Kalil defende que governo federal decrete lockdown nacional

 


O prefeito de Belo Horizonte, Alexandre Kalil, defendeu, nesta quarta-feira (7/4), em entrevista à Rádio Bandeirantes, que o governo federal deve decretar lockdown para frear o número de mortes pela COVID-19 no país. "O lockdown só pode ser feito pelo governo federal", disse. 

Kalil concedeu entrevista ao jornalista José Luís Datena na Rádio Bandeirantes. "Não podemos permitir que se caiam 40 aviões por dia", disse o prefeito, fazendo uma comparação do número de mortos diários no Brasil, que, na terça-feira (6/4) ultrapassou a marca de 4 mil mortes a acidentes aéreos. 

 

Kalil afirmou que adotar o lockdown é dar uma chance para o país enquanto não é realizada a vacinação em massa da população. "Ninguém é inimido do presidente da república, porque prega a única solução que tem é o lockdown. O mundo mostrou isso. A Inglaterra está abrindo", disse. Kalil afirmou que, na Inglaterra, que adotou o lockdown, morreram 20 pessoas devido à COVID-19, enquanto, no Brasil, onde a medida não foi adotada morreram 4,5 mil pessoas pela doença.

 

O prefeito também falou sobre a vacinação e afirmou que a capital mineira tem recursos para comprar vacinas, mas não há doses disponíveis no mercado internacional. "Vou comprar 4 milhões. Tenho dinheiro para comprar à vista, mas não tem vacina", afirmou. . Em outro momento da entrevista, Kalil declarou interesse da PBH em adquir 4 milhões de dose da Sputnik V, vainca desenvolvida pela Rússia. 

 

Kalil disse que não se pode politizar o lockdown e que é preciso ter estratégia para enfrentar a COVID-19. "Em março do ano passado, disse que estávamos numa guerra.
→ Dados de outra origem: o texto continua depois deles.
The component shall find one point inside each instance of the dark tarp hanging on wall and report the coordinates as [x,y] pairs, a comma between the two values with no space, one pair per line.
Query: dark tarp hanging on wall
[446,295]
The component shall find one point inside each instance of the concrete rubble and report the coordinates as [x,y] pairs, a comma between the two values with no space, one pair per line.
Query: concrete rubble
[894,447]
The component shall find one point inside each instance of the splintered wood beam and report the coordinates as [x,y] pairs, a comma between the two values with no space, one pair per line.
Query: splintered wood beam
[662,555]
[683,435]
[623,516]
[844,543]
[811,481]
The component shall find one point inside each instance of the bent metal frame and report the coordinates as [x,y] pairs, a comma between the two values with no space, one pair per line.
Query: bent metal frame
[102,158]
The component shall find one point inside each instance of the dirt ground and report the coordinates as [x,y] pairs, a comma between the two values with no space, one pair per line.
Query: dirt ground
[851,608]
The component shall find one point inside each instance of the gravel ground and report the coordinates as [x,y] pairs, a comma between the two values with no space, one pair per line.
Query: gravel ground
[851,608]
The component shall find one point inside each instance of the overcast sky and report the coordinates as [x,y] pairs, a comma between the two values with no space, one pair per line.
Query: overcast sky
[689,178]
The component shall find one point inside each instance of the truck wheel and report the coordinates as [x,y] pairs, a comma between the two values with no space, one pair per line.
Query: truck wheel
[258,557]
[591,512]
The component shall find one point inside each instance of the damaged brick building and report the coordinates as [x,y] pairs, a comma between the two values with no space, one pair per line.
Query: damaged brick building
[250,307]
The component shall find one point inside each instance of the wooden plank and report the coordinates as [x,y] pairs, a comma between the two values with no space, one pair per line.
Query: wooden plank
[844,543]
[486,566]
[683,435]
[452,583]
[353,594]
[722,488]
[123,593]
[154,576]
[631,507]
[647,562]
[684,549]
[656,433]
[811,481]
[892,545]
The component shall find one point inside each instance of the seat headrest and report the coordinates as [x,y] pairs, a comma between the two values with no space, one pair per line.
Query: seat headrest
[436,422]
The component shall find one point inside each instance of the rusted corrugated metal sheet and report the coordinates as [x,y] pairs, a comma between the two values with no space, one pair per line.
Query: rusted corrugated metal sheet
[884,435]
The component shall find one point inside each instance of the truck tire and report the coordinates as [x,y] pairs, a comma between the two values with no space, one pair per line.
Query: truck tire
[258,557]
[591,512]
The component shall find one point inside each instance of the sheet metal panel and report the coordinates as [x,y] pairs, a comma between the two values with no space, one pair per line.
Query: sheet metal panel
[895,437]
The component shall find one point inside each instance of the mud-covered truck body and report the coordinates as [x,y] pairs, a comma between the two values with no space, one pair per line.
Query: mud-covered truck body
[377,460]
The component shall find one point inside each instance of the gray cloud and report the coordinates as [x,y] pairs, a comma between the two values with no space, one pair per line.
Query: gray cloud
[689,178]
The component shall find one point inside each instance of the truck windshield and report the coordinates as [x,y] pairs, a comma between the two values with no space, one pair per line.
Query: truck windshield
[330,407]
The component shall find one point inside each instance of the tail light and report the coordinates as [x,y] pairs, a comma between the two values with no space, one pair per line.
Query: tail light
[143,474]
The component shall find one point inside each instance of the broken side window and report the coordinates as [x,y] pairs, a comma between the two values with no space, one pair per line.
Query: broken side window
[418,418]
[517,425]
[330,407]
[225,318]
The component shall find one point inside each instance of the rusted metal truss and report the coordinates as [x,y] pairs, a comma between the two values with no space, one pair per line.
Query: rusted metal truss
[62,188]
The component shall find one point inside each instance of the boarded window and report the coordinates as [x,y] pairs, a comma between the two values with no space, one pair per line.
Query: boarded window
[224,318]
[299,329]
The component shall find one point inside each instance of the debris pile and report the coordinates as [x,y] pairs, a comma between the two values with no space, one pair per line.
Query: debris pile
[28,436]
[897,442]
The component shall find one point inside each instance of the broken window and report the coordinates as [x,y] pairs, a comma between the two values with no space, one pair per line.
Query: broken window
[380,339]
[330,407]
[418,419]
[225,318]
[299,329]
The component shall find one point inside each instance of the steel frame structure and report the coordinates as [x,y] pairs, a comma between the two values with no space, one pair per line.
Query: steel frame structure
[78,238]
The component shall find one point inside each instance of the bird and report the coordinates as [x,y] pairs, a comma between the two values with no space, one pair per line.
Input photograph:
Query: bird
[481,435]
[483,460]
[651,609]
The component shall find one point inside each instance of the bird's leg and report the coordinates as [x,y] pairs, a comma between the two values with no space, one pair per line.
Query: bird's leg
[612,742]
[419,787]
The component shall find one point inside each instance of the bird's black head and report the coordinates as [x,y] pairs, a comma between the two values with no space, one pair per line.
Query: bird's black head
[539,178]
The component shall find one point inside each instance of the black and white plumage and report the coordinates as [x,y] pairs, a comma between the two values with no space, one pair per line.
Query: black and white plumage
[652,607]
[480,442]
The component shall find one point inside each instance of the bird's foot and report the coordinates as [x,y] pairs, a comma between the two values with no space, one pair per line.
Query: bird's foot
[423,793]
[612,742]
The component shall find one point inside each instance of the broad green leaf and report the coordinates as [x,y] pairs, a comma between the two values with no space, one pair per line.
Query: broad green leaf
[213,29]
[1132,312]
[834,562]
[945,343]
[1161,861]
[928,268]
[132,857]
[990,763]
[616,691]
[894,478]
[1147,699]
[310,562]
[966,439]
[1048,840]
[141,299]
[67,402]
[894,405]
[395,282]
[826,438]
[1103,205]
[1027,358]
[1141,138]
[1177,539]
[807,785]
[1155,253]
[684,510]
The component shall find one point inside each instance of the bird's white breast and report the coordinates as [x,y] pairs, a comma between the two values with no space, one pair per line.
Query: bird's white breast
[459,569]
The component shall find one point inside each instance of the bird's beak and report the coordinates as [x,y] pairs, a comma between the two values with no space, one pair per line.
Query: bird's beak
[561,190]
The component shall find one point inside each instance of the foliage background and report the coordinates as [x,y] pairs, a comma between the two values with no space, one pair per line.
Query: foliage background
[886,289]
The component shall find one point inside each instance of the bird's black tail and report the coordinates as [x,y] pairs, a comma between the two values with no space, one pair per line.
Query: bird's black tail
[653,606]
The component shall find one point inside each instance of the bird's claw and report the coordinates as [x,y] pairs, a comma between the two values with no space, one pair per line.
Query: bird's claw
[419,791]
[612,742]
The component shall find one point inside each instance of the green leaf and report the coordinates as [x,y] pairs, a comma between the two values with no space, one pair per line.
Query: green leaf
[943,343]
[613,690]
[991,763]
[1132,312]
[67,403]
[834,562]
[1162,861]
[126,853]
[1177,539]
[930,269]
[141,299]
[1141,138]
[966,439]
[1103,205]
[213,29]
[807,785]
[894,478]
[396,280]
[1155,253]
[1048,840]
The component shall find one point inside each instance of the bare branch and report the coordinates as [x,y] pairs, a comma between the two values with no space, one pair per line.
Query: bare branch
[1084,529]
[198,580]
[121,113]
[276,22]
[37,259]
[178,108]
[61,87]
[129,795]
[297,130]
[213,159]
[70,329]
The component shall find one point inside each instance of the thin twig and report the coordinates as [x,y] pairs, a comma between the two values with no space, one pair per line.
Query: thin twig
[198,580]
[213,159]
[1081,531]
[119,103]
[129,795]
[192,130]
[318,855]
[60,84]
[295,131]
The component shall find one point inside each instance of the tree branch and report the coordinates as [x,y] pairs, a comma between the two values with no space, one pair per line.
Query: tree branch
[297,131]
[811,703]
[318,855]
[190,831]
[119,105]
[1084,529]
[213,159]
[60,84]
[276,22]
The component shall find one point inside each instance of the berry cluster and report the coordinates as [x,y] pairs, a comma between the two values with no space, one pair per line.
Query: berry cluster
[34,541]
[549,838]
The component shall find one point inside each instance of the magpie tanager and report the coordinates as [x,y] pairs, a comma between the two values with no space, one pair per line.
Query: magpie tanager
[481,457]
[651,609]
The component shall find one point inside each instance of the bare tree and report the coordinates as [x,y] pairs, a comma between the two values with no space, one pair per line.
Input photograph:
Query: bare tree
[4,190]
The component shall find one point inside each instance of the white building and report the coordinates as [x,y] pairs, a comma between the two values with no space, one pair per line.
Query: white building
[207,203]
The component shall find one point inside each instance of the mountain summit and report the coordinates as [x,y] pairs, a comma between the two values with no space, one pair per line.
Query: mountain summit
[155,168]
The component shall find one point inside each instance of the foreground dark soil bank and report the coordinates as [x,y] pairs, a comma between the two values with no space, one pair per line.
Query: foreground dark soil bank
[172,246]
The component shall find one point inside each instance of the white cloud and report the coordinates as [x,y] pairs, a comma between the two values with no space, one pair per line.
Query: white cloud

É uma guerra invisível, cruel. A guerra é feita de estratégia", disse. Ele afirmou que em Belo Horizonte, o que se faz é estudar para definir estratégia. "É preciso ter estratégia e determinação e isso temos feito".

Kalil ainda afirmou que segue o que o Supremo Tribunal Federal determinou como responsabilidade dos prefeitos. "O Supremo determinou que quem vai cuidar de Belo Horizonte é o prefeito", disse.

 

O prefeito parabenizou os profissionais de saúde neste 7 de abril, Dia Mundial da Saúde. "Saúde não é respirador, saúde não é tubo. Saúde é gente. Estamos esgotado. Podemos aglomerar a vontade e joga lá no pessoal da saúde que ele resolve. Saúde no brasil muito ruim, não pelos profissionais pela estrutura. Pode aglomerar e jogar todo mundo dentro do sistema.

 Ele se solidarizou às famílias que perdem entes queridos para a COVID-19. "São 4 mil famílias perdendo pai, mãe, amigos, maridos e primos", disse.  Kalil afirmou, numa posição de empatia, o quanto foi difícil o falecimento do próprio pai e mãe em outros momentos. "O dia que meu pai morreu, dia que minha mãe morreu... São dias inesquecíveis."